Don’t pay any attention to what they write about you, advises a helpful quote of Andy Warhol addressed to those worried about news stories. “Just measure it in inches,” he adds.
By that handy measure, ‘poverty’ as a theme has been richly written about. But, do we measure poverty right when drawing a monetary line and then counting all those below it, as accountants are wont to do?

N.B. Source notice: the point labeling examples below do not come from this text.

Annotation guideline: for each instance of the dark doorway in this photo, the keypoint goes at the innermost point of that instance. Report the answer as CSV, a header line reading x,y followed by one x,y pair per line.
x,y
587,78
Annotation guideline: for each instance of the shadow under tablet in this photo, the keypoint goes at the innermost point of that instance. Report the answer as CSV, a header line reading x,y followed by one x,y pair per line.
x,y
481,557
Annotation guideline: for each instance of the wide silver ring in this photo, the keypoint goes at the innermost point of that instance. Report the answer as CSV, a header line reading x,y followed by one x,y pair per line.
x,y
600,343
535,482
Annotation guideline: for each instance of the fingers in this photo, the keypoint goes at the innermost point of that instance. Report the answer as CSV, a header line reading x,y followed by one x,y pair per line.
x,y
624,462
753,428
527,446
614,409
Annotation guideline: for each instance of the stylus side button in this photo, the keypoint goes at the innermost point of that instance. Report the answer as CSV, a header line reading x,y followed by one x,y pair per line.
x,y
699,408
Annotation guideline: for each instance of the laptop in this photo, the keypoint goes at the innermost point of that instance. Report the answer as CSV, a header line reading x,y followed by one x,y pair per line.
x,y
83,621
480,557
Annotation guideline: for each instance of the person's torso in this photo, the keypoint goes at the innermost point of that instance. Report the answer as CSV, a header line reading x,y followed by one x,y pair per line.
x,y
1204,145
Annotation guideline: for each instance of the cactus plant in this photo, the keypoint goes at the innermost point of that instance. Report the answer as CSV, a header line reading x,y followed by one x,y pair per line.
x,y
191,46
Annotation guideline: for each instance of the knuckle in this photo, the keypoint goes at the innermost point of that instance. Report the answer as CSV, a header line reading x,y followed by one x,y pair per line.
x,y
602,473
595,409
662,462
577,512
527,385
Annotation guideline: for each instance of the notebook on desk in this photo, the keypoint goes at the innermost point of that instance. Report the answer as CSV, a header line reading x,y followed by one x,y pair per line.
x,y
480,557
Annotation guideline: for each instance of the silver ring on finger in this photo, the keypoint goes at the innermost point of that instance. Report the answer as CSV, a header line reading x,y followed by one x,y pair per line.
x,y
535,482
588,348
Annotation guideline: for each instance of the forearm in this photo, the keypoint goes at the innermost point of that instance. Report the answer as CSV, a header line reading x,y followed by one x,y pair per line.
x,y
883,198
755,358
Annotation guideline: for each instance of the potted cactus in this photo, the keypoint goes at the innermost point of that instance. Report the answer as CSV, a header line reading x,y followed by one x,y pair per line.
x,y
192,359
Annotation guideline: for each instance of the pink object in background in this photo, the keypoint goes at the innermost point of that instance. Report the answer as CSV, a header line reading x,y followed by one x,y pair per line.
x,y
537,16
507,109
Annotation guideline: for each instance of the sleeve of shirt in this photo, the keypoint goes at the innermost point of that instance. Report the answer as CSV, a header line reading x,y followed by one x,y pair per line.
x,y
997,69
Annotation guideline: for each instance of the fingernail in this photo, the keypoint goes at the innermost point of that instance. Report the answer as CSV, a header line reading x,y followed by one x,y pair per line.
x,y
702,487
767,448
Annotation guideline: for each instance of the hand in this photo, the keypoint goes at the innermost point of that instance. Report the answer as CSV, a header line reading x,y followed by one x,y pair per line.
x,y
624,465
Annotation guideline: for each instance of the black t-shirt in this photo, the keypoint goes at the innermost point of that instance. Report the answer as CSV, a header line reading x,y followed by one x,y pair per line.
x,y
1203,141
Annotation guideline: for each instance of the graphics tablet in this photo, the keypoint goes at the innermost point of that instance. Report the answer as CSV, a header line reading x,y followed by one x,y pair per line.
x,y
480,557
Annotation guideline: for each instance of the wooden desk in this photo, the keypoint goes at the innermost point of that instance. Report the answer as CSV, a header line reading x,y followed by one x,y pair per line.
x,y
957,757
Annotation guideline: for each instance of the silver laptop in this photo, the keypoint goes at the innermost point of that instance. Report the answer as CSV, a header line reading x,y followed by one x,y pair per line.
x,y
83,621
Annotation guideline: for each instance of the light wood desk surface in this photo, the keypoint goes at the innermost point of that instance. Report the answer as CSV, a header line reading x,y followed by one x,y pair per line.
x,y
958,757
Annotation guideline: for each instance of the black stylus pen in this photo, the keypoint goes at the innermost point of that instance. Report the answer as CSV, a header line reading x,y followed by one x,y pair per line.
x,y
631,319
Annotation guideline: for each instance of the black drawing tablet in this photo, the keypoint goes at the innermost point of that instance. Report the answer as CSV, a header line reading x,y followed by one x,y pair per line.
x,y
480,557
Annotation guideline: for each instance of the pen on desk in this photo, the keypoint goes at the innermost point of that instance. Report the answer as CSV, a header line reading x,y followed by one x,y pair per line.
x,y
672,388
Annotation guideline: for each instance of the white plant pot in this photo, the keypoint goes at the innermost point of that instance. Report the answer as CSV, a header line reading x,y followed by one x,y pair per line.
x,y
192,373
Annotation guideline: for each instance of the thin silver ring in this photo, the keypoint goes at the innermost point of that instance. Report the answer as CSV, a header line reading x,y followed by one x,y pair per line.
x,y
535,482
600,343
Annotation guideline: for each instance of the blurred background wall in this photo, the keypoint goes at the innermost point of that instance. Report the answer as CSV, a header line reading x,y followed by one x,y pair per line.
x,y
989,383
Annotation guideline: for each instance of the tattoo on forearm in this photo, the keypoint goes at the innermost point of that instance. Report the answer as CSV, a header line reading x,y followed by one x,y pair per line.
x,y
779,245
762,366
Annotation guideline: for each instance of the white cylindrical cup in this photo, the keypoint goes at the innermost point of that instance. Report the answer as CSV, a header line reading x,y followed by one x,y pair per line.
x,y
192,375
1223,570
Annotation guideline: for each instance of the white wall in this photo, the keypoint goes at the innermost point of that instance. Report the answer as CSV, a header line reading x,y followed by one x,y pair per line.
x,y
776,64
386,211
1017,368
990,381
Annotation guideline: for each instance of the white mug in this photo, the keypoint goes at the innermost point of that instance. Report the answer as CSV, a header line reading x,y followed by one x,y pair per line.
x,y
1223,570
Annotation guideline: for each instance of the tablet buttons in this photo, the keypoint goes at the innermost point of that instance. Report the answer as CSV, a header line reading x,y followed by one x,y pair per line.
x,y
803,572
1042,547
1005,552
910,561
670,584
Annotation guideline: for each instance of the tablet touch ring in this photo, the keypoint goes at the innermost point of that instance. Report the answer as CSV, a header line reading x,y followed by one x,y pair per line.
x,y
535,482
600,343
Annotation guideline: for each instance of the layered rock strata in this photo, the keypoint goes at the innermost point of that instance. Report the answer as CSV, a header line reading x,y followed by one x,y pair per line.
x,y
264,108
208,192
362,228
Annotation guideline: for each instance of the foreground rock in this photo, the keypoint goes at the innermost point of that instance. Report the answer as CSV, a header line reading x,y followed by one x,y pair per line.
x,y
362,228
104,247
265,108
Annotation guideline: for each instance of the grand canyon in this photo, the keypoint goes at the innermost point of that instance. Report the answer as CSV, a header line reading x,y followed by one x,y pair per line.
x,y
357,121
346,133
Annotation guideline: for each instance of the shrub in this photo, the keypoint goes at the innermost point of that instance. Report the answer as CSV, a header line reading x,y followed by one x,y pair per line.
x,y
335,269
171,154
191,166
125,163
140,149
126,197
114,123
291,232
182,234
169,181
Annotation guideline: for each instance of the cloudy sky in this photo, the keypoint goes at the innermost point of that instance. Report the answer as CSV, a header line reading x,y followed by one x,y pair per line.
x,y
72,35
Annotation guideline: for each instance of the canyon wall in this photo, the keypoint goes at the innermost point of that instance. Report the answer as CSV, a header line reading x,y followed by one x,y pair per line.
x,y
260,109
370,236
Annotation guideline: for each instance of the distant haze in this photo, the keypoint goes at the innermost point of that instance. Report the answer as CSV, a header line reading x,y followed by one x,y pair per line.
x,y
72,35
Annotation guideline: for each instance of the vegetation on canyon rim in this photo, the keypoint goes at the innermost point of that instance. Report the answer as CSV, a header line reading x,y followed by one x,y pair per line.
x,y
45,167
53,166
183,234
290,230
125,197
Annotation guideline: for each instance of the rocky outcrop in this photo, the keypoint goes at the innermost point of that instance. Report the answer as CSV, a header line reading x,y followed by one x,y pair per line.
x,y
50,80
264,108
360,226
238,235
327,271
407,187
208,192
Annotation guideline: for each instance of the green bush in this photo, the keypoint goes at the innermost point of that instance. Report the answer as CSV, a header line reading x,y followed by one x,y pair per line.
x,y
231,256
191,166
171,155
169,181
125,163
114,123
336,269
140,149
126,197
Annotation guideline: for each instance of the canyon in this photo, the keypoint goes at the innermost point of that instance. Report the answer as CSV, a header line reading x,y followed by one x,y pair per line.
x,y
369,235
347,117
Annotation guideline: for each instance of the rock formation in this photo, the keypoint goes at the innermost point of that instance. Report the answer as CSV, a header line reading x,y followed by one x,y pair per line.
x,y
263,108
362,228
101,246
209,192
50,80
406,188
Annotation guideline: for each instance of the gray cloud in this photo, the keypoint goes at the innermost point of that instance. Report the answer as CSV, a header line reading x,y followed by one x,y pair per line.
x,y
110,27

Alas, income is just one of the many dimensions of poverty, says Louis-Marie Asselin in ‘Analysis of Multidimensional Poverty: Theory and case studies’ (www.idrc.ca).
Poverty consists in any form of inequity, which is a source of social exclusion, in the distribution of the living conditions essential to human dignity, he says. “These living conditions correspond to the capabilities of individuals, households, and communities to meet their basic needs in the following dimensions: income, education, health, food/ nutrition, safe water/ sanitation, labour/ employment, housing (living environment), access to productive assets, access to markets, and community participation/ social peace.”
While the unidimensional income measurement of poverty has a great technical advantage of allowing for a complete ordering of households according to income level, and then targeting policies and programmes for welfare mapping, it is still necessary to look at poverty at an individual level, the author urges.
In the multidimensional case, the content of the vector of indicators chosen to measure poverty is crucial to determine the poverty concept, and fixing a poverty line or indicator-specific poverty lines is not a first requirement to grasp the concept of poverty, he explains.